Andarilho, por exemplo, possui essa mesma atmosfera de lentidão, mas é extremamente mais interessante por aquilo que ele consegue deixar impresso nas entrelinhas, na visão subjetiva do espectador. Acompanhar o ermitão é tarefa cansativa que não funciona nem como aventura estética. Mas é nos seus momentos finais que o filme se trai completamente. Temos a oportunidade de ver aquele senhor falar, o que deixa entrever um personagem muito mais interessante do que nos foi apresentado nos minutos anteriores.
O Inferno de Henri-Georges Clouzot (L’Enfer d’Henri-Georges Clouzot, França, 2009)
Dir: Serge Bromberg e Ruxandra Medrea


Os comentários positivos em torno desse filme me despertaram para a urgência de conhecer o cinema de Henri-Georges Clouzot, antes de conferir o documentário sobre o processo de produção de uma obra que teria tudo para receber a denominação de “revolucionária”.
L’Enfer era a menina dos olhos de uma cineasta que recebeu, em 1964, carta branca (e bastante dinheiro) de um estúdio norte-americano para filmar como quisesse a história de um homem (Serge Reggiani) que enlouquece de ciúmes pela bela esposa, interpretada por Romy Schneider.Vindo de um cineasta que já tinha feito pelo menos uma obra-prima,
As Diabólicas, Clouzot pensava em fazer algo grandioso.
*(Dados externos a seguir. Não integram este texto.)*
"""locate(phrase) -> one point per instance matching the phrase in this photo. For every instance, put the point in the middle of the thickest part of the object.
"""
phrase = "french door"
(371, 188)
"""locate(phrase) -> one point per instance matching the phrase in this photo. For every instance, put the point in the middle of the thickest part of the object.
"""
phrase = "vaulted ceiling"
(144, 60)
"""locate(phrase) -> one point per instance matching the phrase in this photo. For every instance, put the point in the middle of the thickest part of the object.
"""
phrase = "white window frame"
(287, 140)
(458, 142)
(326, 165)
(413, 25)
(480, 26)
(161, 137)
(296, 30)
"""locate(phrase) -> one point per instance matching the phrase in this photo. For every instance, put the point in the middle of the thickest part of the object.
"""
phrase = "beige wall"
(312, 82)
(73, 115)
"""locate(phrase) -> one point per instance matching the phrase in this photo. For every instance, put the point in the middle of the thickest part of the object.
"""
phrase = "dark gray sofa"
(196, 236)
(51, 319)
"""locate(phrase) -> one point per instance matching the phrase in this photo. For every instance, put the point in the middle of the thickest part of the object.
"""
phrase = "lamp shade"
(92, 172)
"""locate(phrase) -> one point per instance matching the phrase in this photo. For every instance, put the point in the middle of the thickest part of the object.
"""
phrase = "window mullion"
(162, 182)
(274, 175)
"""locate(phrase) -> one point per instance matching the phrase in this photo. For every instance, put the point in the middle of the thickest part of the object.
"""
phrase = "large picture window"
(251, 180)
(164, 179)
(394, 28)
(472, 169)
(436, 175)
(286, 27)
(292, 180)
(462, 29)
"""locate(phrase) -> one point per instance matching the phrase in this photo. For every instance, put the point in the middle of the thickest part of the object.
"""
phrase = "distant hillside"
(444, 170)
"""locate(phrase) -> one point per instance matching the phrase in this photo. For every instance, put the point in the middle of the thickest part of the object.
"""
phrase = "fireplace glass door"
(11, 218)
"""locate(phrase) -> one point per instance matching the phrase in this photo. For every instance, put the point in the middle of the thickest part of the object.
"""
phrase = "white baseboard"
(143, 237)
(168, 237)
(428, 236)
Durante a produção, diretor e equipe testavam todo tipo de aparato, desde novos experimentos com a iluminação, o revezamento entre imagens preto-e-branco e coloridas, efeitos de luz que acentuassem o delírio do personagem, aliado a um trabalho de maquiagem e figurino específico para fins de coloração na película, até distorção dos sons e ruídos. Mas Clouzot nunca sabia o que queria, a equipe se distanciava cada vez mais do filme, a tensão era crescente, culminando com o ataque cardíaco do diretor e o conseqüente abandono das filmagens. O filme nunca seria concluído. O atual documentário, bastante pontual, passeia por todas essas questões, mas vale muito por revelar, enfim, as imagens e testes realizados por Clouzot, esse homem que transformou em inferno sua própria obsessão.
PS: Claude Chabrol, em 1994, iria filmar o roteiro deixado por Clouzot em
Ciúme - O Inferno do Amor Possessivo, fato que o documentário nem sequer cita. E é um grande Chabrol.